Breeding believes the ACA is crucial to the health of his community. His father was a coal miner, he said, so he is all too familiar with the toll Black Lung disease can take.
“We're seeing that it's a political war over health care and the collateral damage is the patient's health and life and the quality of life,” Breeding said. “Change the name if ‘Obamacare’ is offensive to Republicans, change the name, and call it what you will, but provide these people who are desperate, and I mean desperate, desperate for some type of health care.”
Taylor said the health insurance he has under ACA not only saved his life, but also helped his brother-in-law and his former coworkers.
“It’s a good thing to have it. The insurance,” he said. “I think they just need to reform it.”
But as I keep saying, these people voted for Republicans up and down the line, at the state level last year when they elected Matt Bevin in 2015, and again last year handing the state legislature over to the GOP and decimating the Democrats, re-electing Rand Paul, and giving Trump a 17-point win.
Now all of a sudden they're worried that when Obamacare was going to be repealed, it was going to affect them.
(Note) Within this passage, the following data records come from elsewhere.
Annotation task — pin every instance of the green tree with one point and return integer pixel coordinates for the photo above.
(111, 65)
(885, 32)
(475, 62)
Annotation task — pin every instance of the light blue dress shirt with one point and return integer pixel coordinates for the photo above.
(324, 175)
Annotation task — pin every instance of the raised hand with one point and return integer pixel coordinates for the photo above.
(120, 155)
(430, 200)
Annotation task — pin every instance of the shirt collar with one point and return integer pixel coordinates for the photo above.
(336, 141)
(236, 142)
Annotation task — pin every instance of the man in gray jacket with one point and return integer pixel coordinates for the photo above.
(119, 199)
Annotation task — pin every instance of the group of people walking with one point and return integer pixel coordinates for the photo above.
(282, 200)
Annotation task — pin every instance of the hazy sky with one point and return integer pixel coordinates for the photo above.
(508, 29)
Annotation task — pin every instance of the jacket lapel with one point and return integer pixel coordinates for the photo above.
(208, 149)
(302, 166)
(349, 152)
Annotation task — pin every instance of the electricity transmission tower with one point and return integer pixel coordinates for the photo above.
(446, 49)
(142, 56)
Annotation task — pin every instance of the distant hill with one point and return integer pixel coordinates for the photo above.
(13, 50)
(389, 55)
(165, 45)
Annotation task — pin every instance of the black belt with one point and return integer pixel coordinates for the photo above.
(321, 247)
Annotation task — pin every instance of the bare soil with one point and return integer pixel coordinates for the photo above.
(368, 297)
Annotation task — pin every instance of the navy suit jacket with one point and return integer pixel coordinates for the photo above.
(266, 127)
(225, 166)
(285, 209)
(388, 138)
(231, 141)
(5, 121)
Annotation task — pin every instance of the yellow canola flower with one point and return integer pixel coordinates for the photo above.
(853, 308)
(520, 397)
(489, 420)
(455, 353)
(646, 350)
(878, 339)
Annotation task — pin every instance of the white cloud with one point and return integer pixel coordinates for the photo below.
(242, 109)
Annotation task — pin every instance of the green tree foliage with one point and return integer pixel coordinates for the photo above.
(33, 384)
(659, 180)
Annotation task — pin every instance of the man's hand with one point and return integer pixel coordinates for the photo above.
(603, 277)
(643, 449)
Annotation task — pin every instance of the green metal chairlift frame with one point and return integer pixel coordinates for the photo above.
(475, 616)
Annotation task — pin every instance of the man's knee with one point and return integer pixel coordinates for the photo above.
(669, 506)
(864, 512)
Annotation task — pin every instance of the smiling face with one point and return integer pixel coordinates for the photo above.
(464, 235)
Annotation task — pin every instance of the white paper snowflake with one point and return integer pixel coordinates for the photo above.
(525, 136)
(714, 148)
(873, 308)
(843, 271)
They never thought that would happen, that it would only be taken away from those people in order to benefit people like themselves, because they're good people.
Turns out of course Republicans only care about people making six figures or more. Turns out when Bevin turns Medicaid into a program like Indiana's "skin in the game" plan where you pay the premium or lose everything, and on top of that funding is cut to shreds by Republicans in Congress turning it into a block grant, not only will the 450,000 people who got health insurance lose it, but hundreds of thousands more will get kicked off the program too.
Maybe by 2020 when the state's uninsured rate is back up to 25% or so, maybe people here will get it.